Aaron Jones-Evans is overjoyed to be back playing football after a battle which threatened to end not just his sporting career, but also his life.
The 33-year-old from Abersoch is well-known in women’s football for his coaching role with Bethel, but has also made his mark as a player with Nefyn United and Pwllheli in the past.
After a long absence due to illness, he recently returned to the game with Llanberis and was delighted to get on the scoresheet for the Darans’ reserve side in Tuesday’s 4-2 victory at Porthmadog.
But 18 months ago life took a dramatic and almost tragic turn for the popular sportsman.
He said: “In July 2018 I started having severe headaches while I was in a training session with Bethel Ladies.
“I thought nothing of it, took some pain killers and got on with it. It carried on over the weekend and gradually got worse until the Sunday night where I couldn’t handle the pain any more. I was having cold sweats and ended up going blind.
“I was rushed to Bangor hospital and referred to the Walton Centre in Liverpool where I underwent an angiogram which usually takes 45 minutes to an hour. Ten minutes into the procedure, I was told that I’d suffered a massive brain haemorrhage – also known as a subarachnoid haemorrhage – and if they didn’t operate right away I would lose my life.
“During the operation I suffered three strokes and because of this I lost the ability to talk and my cognitive brain function was massively impaired. I spent the next 6 months working hard on my recovery, learning to talk again and bettering my cognitive skills by reading and problem solving.”

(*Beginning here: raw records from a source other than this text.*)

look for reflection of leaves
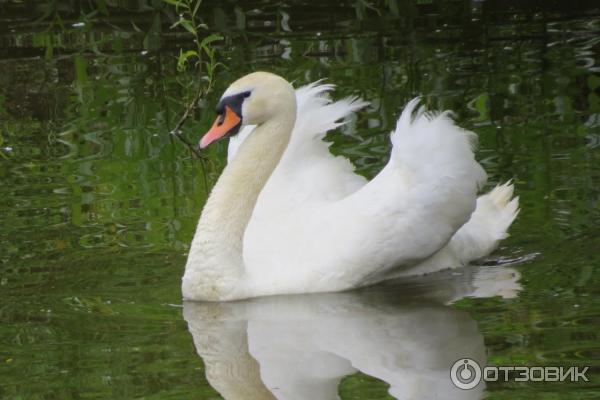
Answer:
[177,50,198,71]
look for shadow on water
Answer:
[183,266,521,400]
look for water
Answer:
[0,0,600,399]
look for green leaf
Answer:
[180,19,196,35]
[177,50,198,71]
[163,0,185,7]
[200,33,223,51]
[192,0,202,17]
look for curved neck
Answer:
[182,98,296,300]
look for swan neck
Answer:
[182,101,296,301]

It was not just whether he would ever play football again that concerned Aaron, his issues went far deeper than that.
“I would question whether I could work again or even hold a conversation for more than 5 minutes,” he said.
“So at the time it was difficult to think about getting back to doing what I love – which is playing football, and this took a massive toll on my self esteem and confidence because all I’ve ever known is playing football.
“I spent most of my younger years playing for Nefyn United, playing under some great coaches like John Mynydd (John Gwynfor Jones) and Jason Jones.
“I’d say the years I spent playing for Nefyn were the most enjoyable and it’s where I learnt my trade. My time came to an end at Nefyn when they decided to drop down the leagues and start afresh so I decided to sign for Pwllheli FC, I had a good few years at Pwllheli and really enjoyed my time there but the bond the players had at Nefyn United was one of a kind.”
The road to recovery has been far from straightforward, but all along the way for Aaron was the support of the Bethel Ladies team which has become a massive part of his life.
“Throughout my recovery, the hard times, the good times, the self doubt there has been one constant in my life – and that was the Bethel Ladies team.
“Without the support of those group of girls and the positive impact they have had on my life I don’t know if I’d be where I am today if it wasn’t for them, I owe them a lot and I’ll never forget what they’ve done for me, the ladies, the club and the coaching staff.
“It was the one place I could go where I’d get no pity, no sympathy and of course plenty of banter and to be honest it’s exactly what I needed. They made me feel normal again without even trying, they helped my speech because of team talks without even trying, they cared so much and for a team so young to show that much maturity is so refreshing. My love for that team and club is so much more than football.”
Aaron is now growing increasingly confident he can return to playing football again on a regular basis.
“I’ve obviously been out of action for more than 2 years so naturally I’m going to be a bit rusty and off the pace, also I’m going to be questioning myself for a while as I’ve had major surgery that’s impacted my life, but I don’t feel I’ll be restricted at all when I’m back in full flow, hopefully my confidence grows and it’ll feel normal to me again.
“I’m hoping to just get back into it, have some banter with the Llanberis lot, who are a lovely bunch of lads and just enjoy my football again. I’m putting no pressure on myself or not setting any goals this season as I’m just hoping to get some confidence and sharpness back into my game.”
And he insists Bethel Ladies, who have started the season well again after finishing joint champions of North Wales League Division One last term, are his chief priority.
Aaron said: “Bethel Ladies come first 100%. They’ve given me so much over the past two years so it’s only fair for me to give my all back to them. I also have a five-year-old son who is my world so for now I’m going to concentrate on my son and Bethel Ladies and treat my comeback as a hobby as I need to start enjoying it again before I get to any sort of level where I’m setting myself goals.
“The season with the ladies has started very well, as I’ve said we’ve got a very young team and it’s still very much a work-in-progress but you can’t deny the talent that this group of ladies poses, at times it’s frightening. So we will take it game by game as we’ve always done.”
Grassroots North Wales spoke to Aaron on Tuesday night after Llanberis Reserves’ 4-2 success at Porthmadog.
He said after the game: “I’ve recently signed for Llanberis Reserves and played my first competitive game in over 2 years against Colwyn Bay. We drew that game 2-2 which was frustrating, but it felt so good to be back.
“My second game was tonight against Porthmadog which I scored in, and it was such a relief to know that after the trials and tribulations, the hurt and the pain I can still find the back of the net. Positive signs.”